Il Seme del Dio Demente

Quando rientrarono al Centro, Alessandro si sedette al computer e scrisse la sua relazione sulla cartella clinica di Katia, senza dire una parola.

Lorenz guardò prima lui, poi Nicko, con un punto di domanda negli occhi,
ma questi abbassò lo sguardo, facendo finta di cercare qualcosa nella sua scrivania.
Dopo quanto accaduto in Policlinico, non aveva idea di cosa dire e si sentiva in imbarazzo. Non era in grado di dare risposte neanche a sé stesso, e un feroce mal di testa aveva iniziato a tormentarlo, partendo dalla base del cranio.
Era come se il suo inconscio avesse rimosso una parte di quanto accaduto nella camera di degenza di Katia, ma ora stesse premendo per tornare...

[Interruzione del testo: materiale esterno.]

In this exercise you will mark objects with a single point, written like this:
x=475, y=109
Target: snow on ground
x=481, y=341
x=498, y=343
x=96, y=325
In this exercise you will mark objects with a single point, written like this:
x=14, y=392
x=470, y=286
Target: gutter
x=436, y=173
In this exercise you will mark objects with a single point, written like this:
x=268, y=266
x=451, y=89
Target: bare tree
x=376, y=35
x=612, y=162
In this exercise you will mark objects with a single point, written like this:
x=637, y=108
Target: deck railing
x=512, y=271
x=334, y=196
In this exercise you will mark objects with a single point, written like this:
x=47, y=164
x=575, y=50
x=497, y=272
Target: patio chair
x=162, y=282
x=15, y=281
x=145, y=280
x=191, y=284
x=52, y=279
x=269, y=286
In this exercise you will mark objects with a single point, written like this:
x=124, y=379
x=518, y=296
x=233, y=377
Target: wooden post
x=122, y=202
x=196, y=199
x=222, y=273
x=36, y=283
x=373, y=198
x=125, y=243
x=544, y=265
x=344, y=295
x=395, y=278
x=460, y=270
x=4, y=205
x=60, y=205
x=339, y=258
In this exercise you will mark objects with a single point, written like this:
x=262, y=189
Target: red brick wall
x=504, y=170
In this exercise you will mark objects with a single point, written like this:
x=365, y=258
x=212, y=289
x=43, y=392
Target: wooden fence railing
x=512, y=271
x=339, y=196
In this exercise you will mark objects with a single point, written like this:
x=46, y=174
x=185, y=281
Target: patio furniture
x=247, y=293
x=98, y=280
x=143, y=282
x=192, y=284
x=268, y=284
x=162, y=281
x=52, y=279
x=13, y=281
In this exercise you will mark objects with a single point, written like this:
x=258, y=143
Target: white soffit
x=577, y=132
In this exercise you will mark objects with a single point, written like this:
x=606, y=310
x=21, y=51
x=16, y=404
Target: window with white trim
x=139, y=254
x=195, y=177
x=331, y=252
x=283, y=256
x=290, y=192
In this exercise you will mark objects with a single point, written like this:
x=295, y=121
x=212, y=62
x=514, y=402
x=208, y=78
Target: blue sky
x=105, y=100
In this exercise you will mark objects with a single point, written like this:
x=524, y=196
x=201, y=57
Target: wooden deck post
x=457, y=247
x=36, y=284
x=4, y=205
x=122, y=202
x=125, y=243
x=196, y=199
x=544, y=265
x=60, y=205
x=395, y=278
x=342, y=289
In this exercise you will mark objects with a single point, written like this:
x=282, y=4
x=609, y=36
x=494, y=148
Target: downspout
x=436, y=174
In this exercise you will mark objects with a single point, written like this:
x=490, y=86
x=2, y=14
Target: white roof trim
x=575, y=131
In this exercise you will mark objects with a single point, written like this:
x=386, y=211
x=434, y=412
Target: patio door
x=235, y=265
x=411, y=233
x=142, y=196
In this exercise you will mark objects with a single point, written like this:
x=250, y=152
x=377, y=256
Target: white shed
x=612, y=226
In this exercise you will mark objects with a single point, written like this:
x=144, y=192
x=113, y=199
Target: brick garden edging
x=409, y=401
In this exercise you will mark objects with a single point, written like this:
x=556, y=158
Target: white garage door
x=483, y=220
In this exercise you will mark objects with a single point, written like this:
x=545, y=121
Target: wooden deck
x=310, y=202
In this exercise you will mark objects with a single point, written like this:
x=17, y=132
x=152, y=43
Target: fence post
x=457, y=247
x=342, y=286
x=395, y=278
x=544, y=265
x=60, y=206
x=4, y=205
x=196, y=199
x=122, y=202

L'ingresso del coordinatore, Marco Rigoni nella segreteria infermieristica fu provvidenziale e spezzò l'atmosfera tesa che si stava creando.
«Ragazzi, abbiamo un po' di imprevisti da risolvere».
«Che succede?» chiese Alessandro, senza staccare gli occhi dal pc.
«Oggi è la seconda settimana che il signor Tornese non si presenta per la somministrazione del farmaco depot e il dottor Lauri teme che anche a casa non stia assumendo la terapia.
Chi di voi lo segue?»
«Non lo abbiamo ancora preso in carico. Lo seguiva Manuela, che non lavora più qui», rispose Alessandro. «Vuoi che me ne occupi io?»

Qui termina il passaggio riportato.